Editor's note: Ren Zheng is a PhD student, majoring in American politics and international strategy, at the China Institute of Contemporary International Relations. The article reflects the author's opinions, and not necessarily the views of CGTN.

"Happiness is always transient" - this now seems to be the best description of China-U.S. trade talks, especially when one looks at the negotiation process after the two G20 summits in Argentina and Japan. It seems that the hard-won trade truce is in danger again, as U.S. President Donald Trump said on Tuesday the U.S. could still impose tariffs on an additional 325 billion U.S. dollars' worth of Chinese goods.

On Friday, senior officials from both sides held another round of phone talks to discuss the implementation of the consensus reached between Chinese President Xi Jinping and U.S. President Donald Trump in Osaka last month. However, the world market still worries that the trade truce reached in Japan may be just another pause in the protracted hostility between the two countries, and the history may repeat itself. 

On the way of decoupling

Let's review what has happened around the Osaka summit. After the collapse of trade talks in May, the U.S. not only escalated the trade dispute by increasing the tariff ratio to 25 percent, but also imposed sanctions targeting high-tech Chinese companies. U.S. Senator Marco Rubio even filed a legislation to prevent Huawei's reasonable right to seek damages in U.S. patent courts.

On July 9, even after pressing the pause button on more tariffs, the U.S. called for new duties on steel products from China. The only positive outcome of the Osaka truce could be the change of U.S. policy on tech giant Huawei, which has triggered great losses for the U.S. itself in the absence of new orders from the company. So, instead of the so-called concession, America's reversal of the ban and permission to sell to Huawei are solely for the sake of its own interests, which is positioned as a negotiation leverage.

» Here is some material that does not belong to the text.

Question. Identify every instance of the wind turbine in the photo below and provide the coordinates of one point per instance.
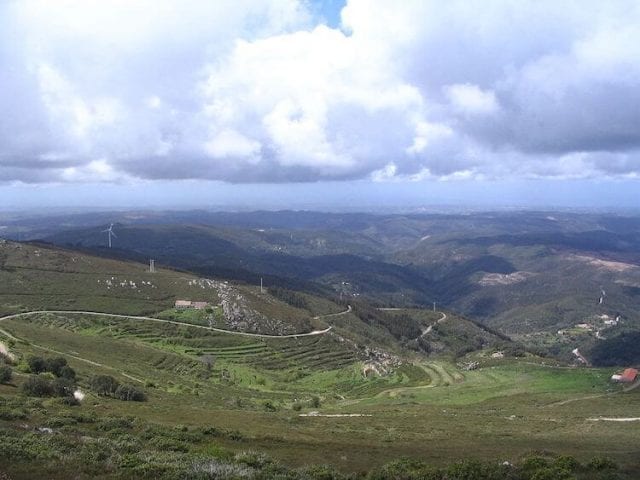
(109, 231)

Actually, the U.S. has always been on the way of decoupling from China. Huawei's case exposed U.S. intentions of blocking Chinese technology. What's more, concerned about security of intellectual property, the U.S. tightened limits on visa issuance to Chinese students and scholars for academic exchange last year, closing the doors of communication. 

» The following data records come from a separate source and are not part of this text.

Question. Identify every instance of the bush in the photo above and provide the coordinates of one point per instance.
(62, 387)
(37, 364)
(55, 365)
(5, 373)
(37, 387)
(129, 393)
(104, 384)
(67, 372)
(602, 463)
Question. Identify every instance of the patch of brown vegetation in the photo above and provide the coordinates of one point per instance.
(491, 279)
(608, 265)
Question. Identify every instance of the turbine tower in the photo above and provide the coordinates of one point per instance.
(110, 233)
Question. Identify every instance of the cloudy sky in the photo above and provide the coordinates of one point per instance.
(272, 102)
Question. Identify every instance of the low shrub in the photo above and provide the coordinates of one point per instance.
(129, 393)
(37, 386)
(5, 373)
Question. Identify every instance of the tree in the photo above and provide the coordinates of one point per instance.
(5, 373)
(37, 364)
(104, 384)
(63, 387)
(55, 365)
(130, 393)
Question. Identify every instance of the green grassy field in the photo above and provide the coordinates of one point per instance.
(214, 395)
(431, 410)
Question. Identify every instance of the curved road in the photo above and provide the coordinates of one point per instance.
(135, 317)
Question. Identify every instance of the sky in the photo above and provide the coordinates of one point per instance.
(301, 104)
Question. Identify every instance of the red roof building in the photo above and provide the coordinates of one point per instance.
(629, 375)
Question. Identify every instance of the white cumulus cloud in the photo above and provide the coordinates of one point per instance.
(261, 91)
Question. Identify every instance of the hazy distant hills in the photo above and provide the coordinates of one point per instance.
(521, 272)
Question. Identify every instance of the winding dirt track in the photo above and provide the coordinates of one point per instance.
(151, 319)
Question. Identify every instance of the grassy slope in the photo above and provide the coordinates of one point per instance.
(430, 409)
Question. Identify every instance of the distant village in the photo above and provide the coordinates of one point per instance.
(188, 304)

Huawei logo is seen at an exhibition during the World Intelligence Congress in north China's Tianjin Municipality, May 16, 2019. /VCG Photo

Huawei logo is seen at an exhibition during the World Intelligence Congress in north China's Tianjin Municipality, May 16, 2019. /VCG Photo

The goal of decoupling

Over the past two decades, the world has been familiar with the pattern "Designed by America, Made in China and Delivered around World," which has not only forged a good "marriage" between China and the U.S., but also let the world grow through deep dependence on China.

However, with the rise of China and its entry into the world's economic powerhouses, the "honeymoon period" is over. As China is pursuing its own high-tech industry, the dependence on China, which used to be the basis of collaboration, is now being seen by the U.S. as strategic vulnerability.

Specifically, as Keith Bradsher argues in "One Trump Victory: Companies Rethink China," "The move, known as decoupling, is a major goal of those who believe the world has grown far too dependent on China as a manufacturing giant." It is far from clear whether the move will push the world into a true decoupling state. 

However, the move is much more comprehensive and came much earlier than expected, said Nicole Peng, an analyst at technology research firm Canalys. Will the "iron curtain" fall? As the decoupling is happening for real at a greater pace, companies are reducing their dependence on Chinese factories, rebuilding their supply chain and production chain, all of which creates a possible picture of the future technology ecology, comprising of two isolated worlds with an iron curtain between the world's two largest economies.

However, different from the relationship between the USSR and the U.S. after the end of World War Two in 1945, there is much more interdependence and cooperation between China and the Unites States. In 1978, the trade volume between the U.S. and the USSR was 1.8 billion U.S. dollars, that is the one-day trade volume in goods between China and the U.S. in 2018.

Unlike the old one built almost in a day by Fulton Speech, the new "iron curtain" will take a much longer time. The White House is pushing the process, which is an irresponsible decision that risks the world's economic future.